Intel's glued-together dual-cores

YKhan · Dec 15, 2004

SiliconStrategies.com - Intel 'dual-core' could be two die glued
together, says report
http://www.siliconstrategies.com/article/showArticle.jhtml?articleId=55301654

George Macdonald · Dec 16, 2004

SiliconStrategies.com - Intel 'dual-core' could be two die glued
together, says report
http://www.siliconstrategies.com/article/showArticle.jhtml?articleId=55301654

LONDON - The planned dual-core processor from Intel Corp.
known as Smithfield could start out as two Pentium 4 chips in a single
package, according to a report that appeared online Tuesday (Dec 14.).

According to the report in The Register, which appeared as Intel held a
telephone press conference to discuss its dual-core processor which is
expected to ship mid-2005, a company executive did not deny the
suggestion that Smithfield would be based on two Pentium 4 processors
glued together in a single package.

Smithfield would initially be fabbed using a 90-nanometer manufacturing
process, but would migrate to a 65-nm process in 2006, the report
quoted Steve Smith, vice president for Intel's desktop platforms group,
as saying.

By the end of 2006 Intel expects over 70 per cent of its desktop CPU
production to be dual-core chips, Smith also said, according to the
report.

The report said Smith declined to comment on whether Smithfield is one
ot more chips in a single package and would only say that Smithfield
contains two execution cores. Smithfiields is expected to operate at a
lower clock frequency than a single P4.

Click to expand...

Hmmm, VIA talked along similar lines a month or so ago... calling it "twin
core" IIRC.

Rgds, George Macdonald

"Just because they're paranoid doesn't mean you're not psychotic" - Who, me??

Yousuf Khan · Dec 16, 2004

George said:
Hmmm, VIA talked along similar lines a month or so ago... calling it "twin
core" IIRC.

Yup, Intel is racing to keep up against VIA. :-)

Yousuf Khan

keith · Dec 17, 2004

Yup, Intel is racing to keep up against VIA.

Ouch!
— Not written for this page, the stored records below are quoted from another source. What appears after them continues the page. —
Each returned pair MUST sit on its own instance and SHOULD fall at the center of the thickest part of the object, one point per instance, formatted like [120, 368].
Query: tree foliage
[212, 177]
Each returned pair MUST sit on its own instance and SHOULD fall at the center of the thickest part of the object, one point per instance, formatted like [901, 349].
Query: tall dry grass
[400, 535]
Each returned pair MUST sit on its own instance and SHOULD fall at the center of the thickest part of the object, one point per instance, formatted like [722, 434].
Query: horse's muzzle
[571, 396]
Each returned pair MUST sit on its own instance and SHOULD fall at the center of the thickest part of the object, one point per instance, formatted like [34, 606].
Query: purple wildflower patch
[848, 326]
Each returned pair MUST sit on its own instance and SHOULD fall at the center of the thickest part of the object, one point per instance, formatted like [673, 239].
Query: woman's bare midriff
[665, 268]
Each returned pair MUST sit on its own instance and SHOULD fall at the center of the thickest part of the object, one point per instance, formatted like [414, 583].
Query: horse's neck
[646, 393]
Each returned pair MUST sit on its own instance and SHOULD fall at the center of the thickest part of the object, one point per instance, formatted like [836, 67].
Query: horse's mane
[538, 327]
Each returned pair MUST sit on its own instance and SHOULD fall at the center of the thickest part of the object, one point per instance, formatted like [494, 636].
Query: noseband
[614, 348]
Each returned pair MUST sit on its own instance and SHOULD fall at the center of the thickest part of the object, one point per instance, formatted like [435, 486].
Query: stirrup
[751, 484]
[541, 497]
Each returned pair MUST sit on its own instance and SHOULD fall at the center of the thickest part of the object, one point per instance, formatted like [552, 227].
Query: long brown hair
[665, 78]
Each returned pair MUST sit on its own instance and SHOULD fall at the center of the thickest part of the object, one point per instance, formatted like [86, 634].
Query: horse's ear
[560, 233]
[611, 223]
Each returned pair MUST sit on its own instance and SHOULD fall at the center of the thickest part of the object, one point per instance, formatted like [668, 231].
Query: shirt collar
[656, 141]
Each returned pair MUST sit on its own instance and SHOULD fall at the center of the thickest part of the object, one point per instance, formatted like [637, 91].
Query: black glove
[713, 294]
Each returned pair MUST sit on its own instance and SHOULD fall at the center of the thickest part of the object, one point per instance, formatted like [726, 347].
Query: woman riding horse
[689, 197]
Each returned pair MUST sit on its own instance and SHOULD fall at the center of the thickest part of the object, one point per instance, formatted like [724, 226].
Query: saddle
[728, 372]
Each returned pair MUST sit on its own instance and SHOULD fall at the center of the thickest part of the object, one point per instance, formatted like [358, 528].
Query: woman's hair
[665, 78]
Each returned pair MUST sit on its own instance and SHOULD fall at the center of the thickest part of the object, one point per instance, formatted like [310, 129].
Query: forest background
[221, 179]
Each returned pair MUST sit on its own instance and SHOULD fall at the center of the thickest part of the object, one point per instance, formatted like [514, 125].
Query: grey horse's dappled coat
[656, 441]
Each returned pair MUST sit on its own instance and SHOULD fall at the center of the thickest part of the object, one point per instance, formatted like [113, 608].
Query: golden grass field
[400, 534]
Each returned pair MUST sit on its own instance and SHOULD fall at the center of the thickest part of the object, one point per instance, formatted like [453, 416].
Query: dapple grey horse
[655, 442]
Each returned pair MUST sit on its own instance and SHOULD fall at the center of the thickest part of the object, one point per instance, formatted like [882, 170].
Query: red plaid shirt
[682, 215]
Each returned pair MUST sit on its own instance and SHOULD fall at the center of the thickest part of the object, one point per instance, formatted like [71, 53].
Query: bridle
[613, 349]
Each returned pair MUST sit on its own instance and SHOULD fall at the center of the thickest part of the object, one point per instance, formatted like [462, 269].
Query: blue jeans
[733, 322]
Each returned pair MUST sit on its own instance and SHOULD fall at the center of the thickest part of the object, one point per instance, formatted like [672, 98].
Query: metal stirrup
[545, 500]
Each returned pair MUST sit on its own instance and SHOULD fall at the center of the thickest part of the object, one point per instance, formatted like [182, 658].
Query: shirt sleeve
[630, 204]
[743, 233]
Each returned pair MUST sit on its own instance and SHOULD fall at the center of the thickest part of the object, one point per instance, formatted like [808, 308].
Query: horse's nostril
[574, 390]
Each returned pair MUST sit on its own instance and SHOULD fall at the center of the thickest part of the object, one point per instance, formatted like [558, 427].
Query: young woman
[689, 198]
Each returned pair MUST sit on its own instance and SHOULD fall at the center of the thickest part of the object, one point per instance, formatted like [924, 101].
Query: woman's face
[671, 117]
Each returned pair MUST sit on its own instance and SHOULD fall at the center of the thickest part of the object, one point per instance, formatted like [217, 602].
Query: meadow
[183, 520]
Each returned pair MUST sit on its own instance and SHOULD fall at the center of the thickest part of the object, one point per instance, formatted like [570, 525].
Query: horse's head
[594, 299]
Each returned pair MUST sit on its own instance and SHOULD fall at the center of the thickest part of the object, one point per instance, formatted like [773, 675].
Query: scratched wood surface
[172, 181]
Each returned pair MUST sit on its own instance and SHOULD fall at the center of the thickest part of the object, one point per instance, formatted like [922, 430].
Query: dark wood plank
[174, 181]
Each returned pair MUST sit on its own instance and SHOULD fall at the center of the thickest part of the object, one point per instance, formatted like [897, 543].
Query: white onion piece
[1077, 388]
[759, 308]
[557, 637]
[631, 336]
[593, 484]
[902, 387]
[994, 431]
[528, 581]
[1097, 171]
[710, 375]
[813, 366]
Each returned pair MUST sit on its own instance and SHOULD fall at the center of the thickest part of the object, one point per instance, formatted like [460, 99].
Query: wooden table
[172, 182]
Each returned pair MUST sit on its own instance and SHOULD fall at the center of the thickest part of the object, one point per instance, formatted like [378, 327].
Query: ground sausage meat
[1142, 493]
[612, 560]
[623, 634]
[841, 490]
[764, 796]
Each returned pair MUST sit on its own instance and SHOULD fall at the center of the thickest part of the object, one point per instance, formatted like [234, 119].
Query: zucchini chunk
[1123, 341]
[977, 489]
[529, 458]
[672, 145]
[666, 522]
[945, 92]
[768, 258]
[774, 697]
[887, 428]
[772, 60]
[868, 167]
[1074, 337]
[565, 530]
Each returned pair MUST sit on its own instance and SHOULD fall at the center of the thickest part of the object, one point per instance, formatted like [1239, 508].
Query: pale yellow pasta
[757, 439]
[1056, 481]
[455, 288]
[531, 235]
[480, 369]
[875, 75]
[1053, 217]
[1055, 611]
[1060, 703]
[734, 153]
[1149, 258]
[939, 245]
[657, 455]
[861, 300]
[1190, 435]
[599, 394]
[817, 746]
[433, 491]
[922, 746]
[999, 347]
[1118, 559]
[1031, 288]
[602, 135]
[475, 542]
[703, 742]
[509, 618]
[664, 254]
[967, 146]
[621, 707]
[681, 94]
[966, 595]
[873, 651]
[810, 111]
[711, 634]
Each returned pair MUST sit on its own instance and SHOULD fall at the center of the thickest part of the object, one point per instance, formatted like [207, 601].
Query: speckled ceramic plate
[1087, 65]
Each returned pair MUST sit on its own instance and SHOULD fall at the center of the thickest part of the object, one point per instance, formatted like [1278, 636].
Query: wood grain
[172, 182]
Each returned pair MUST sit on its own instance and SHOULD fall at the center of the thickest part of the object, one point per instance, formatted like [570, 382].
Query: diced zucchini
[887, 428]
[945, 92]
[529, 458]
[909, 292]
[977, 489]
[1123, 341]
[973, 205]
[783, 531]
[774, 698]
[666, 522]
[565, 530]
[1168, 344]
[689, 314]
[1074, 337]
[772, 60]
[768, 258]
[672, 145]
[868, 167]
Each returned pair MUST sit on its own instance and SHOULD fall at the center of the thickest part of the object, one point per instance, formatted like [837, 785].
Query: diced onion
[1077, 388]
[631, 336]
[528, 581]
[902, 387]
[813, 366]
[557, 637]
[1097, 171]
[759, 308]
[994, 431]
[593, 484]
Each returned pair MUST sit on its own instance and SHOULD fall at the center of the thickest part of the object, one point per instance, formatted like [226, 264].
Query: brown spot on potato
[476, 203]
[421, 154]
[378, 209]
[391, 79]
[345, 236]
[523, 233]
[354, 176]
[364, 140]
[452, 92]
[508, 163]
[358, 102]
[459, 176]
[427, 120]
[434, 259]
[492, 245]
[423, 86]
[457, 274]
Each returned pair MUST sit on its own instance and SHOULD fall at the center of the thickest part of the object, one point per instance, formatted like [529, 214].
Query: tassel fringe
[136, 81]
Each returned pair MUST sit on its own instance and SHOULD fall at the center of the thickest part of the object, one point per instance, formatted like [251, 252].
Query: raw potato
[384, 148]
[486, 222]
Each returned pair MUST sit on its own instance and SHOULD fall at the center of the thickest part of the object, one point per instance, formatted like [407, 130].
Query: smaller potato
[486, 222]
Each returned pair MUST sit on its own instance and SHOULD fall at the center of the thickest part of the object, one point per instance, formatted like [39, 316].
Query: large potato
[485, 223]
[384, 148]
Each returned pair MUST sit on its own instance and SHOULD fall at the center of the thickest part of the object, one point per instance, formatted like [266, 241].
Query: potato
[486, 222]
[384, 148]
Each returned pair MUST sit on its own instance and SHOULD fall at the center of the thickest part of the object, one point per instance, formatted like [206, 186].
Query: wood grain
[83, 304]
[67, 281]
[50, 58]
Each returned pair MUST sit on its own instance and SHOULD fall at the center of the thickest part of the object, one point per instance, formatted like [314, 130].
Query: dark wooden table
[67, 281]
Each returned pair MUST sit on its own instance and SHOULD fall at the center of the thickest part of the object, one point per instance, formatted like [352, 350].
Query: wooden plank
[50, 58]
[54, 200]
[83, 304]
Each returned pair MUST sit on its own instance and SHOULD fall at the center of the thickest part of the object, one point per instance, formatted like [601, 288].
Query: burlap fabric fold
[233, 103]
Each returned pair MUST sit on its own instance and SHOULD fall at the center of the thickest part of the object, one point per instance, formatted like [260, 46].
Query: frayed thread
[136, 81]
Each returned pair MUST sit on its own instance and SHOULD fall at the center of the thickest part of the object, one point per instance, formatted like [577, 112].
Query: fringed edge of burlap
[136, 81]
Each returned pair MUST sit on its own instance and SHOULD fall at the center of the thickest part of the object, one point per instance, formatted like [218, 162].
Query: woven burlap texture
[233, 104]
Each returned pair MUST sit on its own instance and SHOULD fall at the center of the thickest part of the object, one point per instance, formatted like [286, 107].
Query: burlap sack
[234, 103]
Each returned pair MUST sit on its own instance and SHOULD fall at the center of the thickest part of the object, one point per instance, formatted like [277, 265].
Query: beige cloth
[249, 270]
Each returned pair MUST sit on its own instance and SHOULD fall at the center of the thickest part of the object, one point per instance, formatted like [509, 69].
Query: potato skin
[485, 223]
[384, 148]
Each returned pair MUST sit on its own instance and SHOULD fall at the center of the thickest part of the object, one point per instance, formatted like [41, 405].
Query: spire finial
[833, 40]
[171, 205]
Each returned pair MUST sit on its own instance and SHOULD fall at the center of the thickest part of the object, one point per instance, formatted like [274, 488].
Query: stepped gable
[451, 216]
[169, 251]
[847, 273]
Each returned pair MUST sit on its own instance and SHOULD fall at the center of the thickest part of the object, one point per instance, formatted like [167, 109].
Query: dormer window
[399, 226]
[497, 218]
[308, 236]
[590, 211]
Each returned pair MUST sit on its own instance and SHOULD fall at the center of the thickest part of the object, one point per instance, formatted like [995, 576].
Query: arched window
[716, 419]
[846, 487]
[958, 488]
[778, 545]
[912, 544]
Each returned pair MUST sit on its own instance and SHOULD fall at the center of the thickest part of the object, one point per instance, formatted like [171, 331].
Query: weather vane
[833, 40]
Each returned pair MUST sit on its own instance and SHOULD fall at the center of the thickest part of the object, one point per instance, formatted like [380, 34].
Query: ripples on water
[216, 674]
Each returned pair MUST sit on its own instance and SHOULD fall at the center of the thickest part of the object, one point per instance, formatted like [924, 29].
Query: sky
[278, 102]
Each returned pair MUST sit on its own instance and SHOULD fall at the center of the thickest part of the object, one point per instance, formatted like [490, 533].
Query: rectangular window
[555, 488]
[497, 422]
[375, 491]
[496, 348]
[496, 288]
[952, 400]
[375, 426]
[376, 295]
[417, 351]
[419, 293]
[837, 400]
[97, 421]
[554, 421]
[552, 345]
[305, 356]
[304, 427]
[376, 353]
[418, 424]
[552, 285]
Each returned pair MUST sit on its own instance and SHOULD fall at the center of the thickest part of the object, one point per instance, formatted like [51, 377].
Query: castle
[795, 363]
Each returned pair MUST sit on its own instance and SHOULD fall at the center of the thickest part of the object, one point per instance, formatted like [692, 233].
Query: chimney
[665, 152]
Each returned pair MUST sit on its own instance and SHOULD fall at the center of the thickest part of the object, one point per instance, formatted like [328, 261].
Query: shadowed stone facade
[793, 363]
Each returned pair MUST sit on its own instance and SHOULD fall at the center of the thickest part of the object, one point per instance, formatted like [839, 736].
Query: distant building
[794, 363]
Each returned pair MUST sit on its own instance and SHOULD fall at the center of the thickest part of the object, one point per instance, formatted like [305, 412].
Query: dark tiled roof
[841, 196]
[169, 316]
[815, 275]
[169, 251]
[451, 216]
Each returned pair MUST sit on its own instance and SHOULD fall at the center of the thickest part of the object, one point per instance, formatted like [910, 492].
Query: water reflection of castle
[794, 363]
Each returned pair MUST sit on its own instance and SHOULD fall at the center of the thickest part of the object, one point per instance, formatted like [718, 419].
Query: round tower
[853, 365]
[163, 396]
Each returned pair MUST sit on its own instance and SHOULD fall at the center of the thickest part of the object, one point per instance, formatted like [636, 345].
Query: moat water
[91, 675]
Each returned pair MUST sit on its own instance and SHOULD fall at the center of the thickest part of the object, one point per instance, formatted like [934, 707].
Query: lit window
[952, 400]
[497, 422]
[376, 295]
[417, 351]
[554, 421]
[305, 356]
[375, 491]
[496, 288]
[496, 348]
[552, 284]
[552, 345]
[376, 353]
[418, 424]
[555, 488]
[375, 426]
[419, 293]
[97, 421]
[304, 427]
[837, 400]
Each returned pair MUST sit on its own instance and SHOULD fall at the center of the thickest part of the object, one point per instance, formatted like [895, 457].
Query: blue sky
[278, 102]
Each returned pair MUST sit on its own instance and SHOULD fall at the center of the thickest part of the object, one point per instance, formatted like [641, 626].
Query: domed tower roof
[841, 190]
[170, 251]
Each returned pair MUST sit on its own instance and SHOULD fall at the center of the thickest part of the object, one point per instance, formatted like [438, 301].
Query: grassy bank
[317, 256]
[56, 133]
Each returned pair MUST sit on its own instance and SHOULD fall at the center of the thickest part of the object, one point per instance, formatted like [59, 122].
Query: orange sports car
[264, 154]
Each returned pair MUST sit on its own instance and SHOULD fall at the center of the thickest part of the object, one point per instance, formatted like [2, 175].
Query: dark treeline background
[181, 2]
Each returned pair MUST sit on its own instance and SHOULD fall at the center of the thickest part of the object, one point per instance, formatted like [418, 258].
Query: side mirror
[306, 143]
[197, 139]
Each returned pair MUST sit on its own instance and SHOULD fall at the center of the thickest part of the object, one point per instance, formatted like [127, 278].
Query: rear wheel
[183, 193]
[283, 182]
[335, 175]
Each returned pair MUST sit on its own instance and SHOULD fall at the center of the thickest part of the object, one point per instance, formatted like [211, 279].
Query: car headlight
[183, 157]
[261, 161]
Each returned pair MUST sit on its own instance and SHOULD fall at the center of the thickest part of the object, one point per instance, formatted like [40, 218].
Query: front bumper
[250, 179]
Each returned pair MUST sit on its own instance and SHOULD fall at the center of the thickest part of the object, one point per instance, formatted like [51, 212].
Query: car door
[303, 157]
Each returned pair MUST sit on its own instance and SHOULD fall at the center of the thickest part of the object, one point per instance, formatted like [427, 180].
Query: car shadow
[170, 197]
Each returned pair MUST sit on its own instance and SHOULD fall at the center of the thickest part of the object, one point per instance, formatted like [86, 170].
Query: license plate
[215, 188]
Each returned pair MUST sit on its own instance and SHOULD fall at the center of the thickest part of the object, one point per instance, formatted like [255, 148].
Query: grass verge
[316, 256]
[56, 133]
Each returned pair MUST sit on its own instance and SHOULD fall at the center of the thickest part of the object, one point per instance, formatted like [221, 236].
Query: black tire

You're cruel! ;-)

Bill Davidsen · Dec 17, 2004

YKhan said:
SiliconStrategies.com - Intel 'dual-core' could be two die glued
together, says report
http://www.siliconstrategies.com/article/showArticle.jhtml?articleId=55301654

LONDON - The planned dual-core processor from Intel Corp.
known as Smithfield could start out as two Pentium 4 chips in a single
package, according to a report that appeared online Tuesday (Dec 14.).

Click to expand...

I believe the original PentiumPro was two chips in a single die carrier,
the CPU and the cache.

According to the report in The Register, which appeared as Intel held a
telephone press conference to discuss its dual-core processor which is
expected to ship mid-2005, a company executive did not deny the
suggestion that Smithfield would be based on two Pentium 4 processors
glued together in a single package.

Click to expand...

To the point, are these current production compatible P4 (ie. HT
enabled)? And do they share L2 (or L3) cache?

Smithfield would initially be fabbed using a 90-nanometer manufacturing
process, but would migrate to a 65-nm process in 2006, the report
quoted Steve Smith, vice president for Intel's desktop platforms group,
as saying.

By the end of 2006 Intel expects over 70 per cent of its desktop CPU
production to be dual-core chips, Smith also said, according to the
report.

The report said Smith declined to comment on whether Smithfield is one
ot more chips in a single package and would only say that Smithfield
contains two execution cores. Smithfiields is expected to operate at a
lower clock frequency than a single P4.

Click to expand...

There are a lot of interesting questions about this coming technology,
it could be really neat or it could be a true cob job.

nobody · Dec 17, 2004

SiliconStrategies.com - Intel 'dual-core' could be two die glued
together, says report
http://www.siliconstrategies.com/article/showArticle.jhtml?articleId=55301654

LONDON - The planned dual-core processor from Intel Corp.
known as Smithfield could start out as two Pentium 4 chips in a single
package, according to a report that appeared online Tuesday (Dec 14.).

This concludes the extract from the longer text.